相模湾の冷え込んだ朝に、深い霧が出ることはあまり知られていない。
相模湾は、富山湾、駿河湾とともに日本三大深湾と呼ばれ、深いところでは1000m以上の水深がある。
特に小田原以西では岸から少し離れるだけで急速に水深が落ち込んでいる。
その水深250m~1000m付近の深層部には親潮系の冷たい海水が流れ込んいるが、表層部には常に暖かい黒潮の海水が流れている。
二つの海流は決して混じり合わないので、この二重構造の潮の流れのおかげで、真冬でも湾の中の海面の温度が常に暖かい状態に保たれているのだ。

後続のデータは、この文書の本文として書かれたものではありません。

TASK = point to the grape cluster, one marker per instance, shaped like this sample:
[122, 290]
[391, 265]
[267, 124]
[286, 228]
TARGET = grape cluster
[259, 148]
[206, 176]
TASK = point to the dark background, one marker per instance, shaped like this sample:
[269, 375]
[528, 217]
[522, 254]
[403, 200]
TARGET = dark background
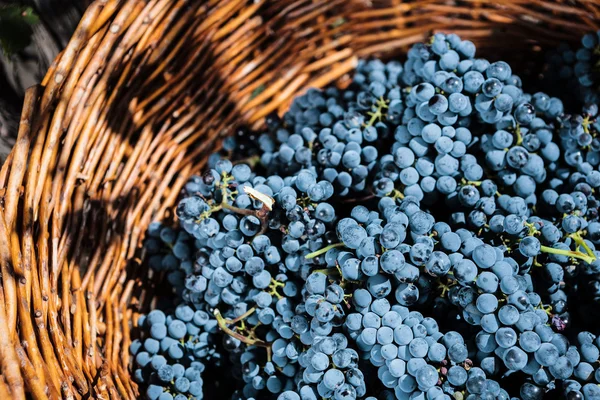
[57, 21]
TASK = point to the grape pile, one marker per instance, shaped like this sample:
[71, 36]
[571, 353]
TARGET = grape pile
[428, 233]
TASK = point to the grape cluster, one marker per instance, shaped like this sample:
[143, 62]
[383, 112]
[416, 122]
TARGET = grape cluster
[427, 232]
[173, 355]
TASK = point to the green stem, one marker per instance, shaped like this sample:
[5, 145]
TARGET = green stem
[323, 250]
[222, 322]
[237, 210]
[568, 253]
[580, 242]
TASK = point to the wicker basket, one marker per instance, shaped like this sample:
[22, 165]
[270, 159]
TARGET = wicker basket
[127, 112]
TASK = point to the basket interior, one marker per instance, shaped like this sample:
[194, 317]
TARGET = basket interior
[129, 111]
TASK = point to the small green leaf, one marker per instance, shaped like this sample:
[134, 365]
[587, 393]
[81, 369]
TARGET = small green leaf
[15, 28]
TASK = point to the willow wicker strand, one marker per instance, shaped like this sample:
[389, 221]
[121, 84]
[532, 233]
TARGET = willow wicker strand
[129, 110]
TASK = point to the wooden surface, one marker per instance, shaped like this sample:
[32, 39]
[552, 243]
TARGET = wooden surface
[140, 95]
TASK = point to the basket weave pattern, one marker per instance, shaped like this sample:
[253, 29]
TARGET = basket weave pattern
[143, 91]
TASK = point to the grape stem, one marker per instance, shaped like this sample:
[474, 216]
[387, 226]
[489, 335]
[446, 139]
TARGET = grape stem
[569, 253]
[224, 322]
[323, 250]
[580, 242]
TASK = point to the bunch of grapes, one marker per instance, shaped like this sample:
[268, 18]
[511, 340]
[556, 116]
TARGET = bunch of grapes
[428, 232]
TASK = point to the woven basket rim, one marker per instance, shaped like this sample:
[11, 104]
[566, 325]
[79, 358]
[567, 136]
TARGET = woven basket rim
[128, 111]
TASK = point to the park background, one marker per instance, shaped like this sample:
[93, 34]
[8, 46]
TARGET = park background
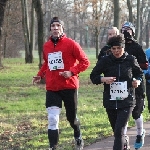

海面の海水温は、真冬でも17℃以下になることは滅多にない。
晩秋から早春の早朝、気温がぐっと下がって海水との温度差が15度以上になると、水面から蒸発した水蒸気が冷やされて霧が出る。
いわゆる「気嵐」と呼ばれる蒸気霧だが、もともとの海水温が高いのでそれほど寒くなくても霧が出る。
だから、富山湾の「けあらし」のように厳しい表情にはならないし、お天気が良くて冷え込みの大きい朝に霧が出やすいということもあって、海はいつも穏やかな優しい霧に包まれる。
澄み渡った水平線から昇る太陽も神々しいけれど、こんな風に薄ぼんやりと明けていく朝もまた美しい。